I'm on AMD hardware and experiencing this.

vladmandic commented 1 year ago

i cannot reproduce this issue with --medvram, backend=original and batch=4x4 - my ram usage remains stable on both linux and windows.

can someone update if issue is still present?

vladmandic commented 1 year ago

closing as no updates, issue can be reopened if update is provided.

daniandtheweb commented 11 months ago

On my amd system on linux I keep finding this leak. After a certain number of generations the webui occupies all the ram on my pc (32 GB) and crashes the whole system. I'm using --medvram and sub-quadratic optimization. All the models run in fp32 mode using --no-half and --no-half-vae.

daniandtheweb commented 11 months ago

I've been checking the code and found that the models are indeed supposed to be cached into the ram indefinitely (or at least that's what I seem to understand).

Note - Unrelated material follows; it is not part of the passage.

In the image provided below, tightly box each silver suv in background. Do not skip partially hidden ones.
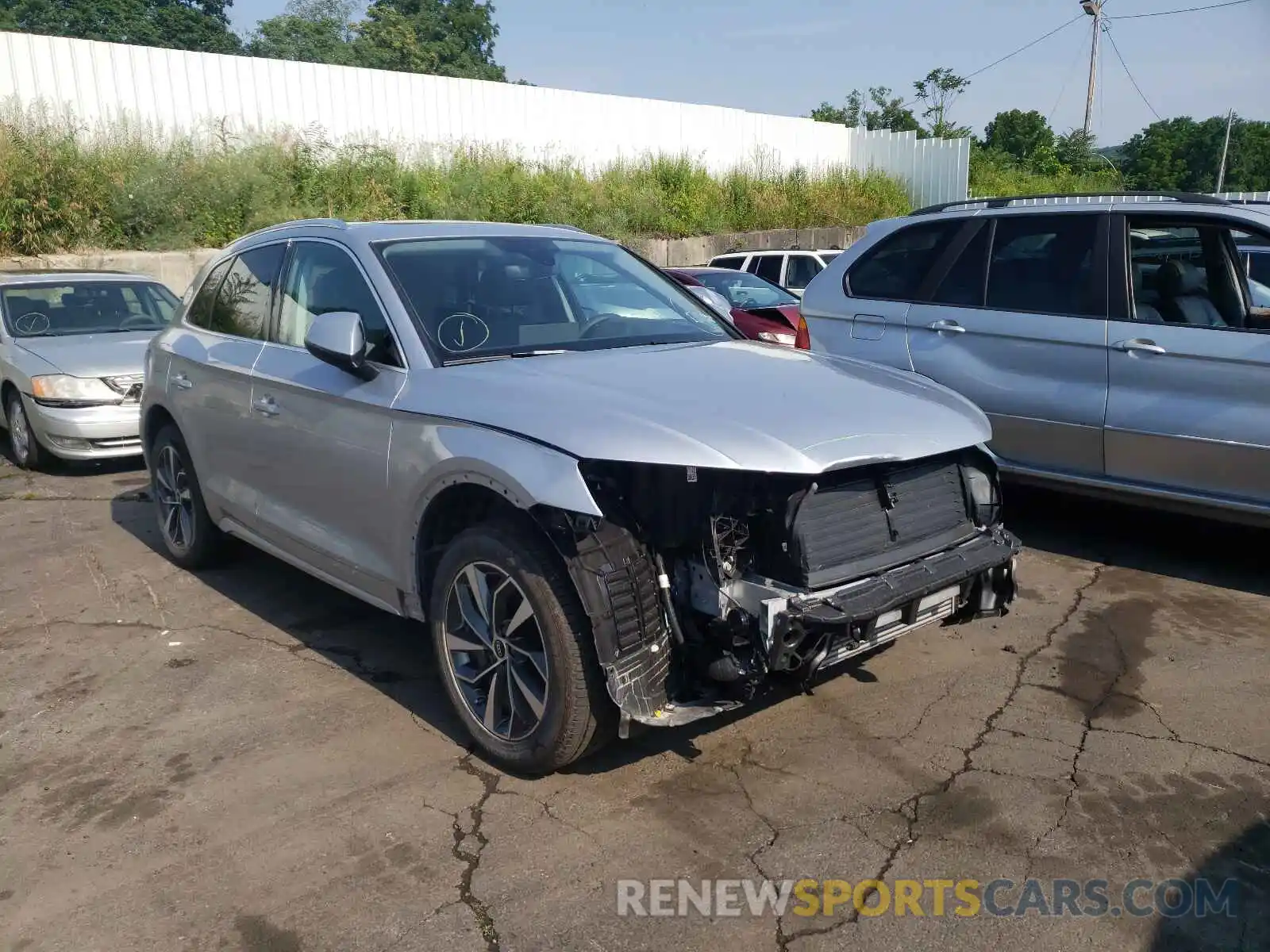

However running memory profiler I can confirm that there's some sort of memory leak or at least a ram usage that I'm unable to explain. I'm attaching the plot of my ram usage: Figure_1 I did more than 10 generations all with the same prompt and as you can see the ram usage slowly keeps increasing. When doing generations using the without the --medvram flag the ram usage stays linear: Figure_2

If there's any more specific debugging I can do please tell me.

vladmandic commented 11 months ago

unfortunately, those graphs are not that useful as there is no way to tell what is in that memory? e.g., is it an application leak (app not dereferencing when it should) or a torch leak (torch may internally keep a handle on something thus preventing future gc) or simply python's eager memory allocator that does not free up defererenced objects.

and example of what can (and does) happen with medvram is that you end up with split-scenario where (for example) model unet may be in vram but vae in ram. sdnext does dereference the model, but gc may or may not collect parts that are split between vram and ram. and for me to trace where is which part to move them to one side just to make life easier on gc is a nightmare. add in multiple loras and possible embeddings and what not and its really complicated to track things. another example, if lora is loaded during model unload, is that supposed to be gc'd? but you cant trigger lora anything at that time since you're not able to interface with it.

and last is by far the most common - in entire python world, python memory allocator is eager and entire gc routine is best-effort.

for example, by replacing memory allocator with something like tcmalloc, you get far better behavior out of gc - with zero changes to the code - and that just shows how much it depends on internal memory allocator.

and yes, less chances of split references means less chances of confused gc. so model offloading or any kind or medvram (or especially lowvram) would be off the table then. but i'd guess you don't want medvram to be disabled, you want both.

sdnext has a built-in profiler which you can activate and go over each allocated object, but that is a massive task.

all-in-all, contributions are welcome, but unless there is actual proof that there is application caused leak this will not move forward much.

daniandtheweb commented 11 months ago

I understand, thanks for the explanation. I'll keep using it without --medvram for now. Since I'm still learning python I'll try to study better the repo, if at any time I found a relevant clue I'll update here.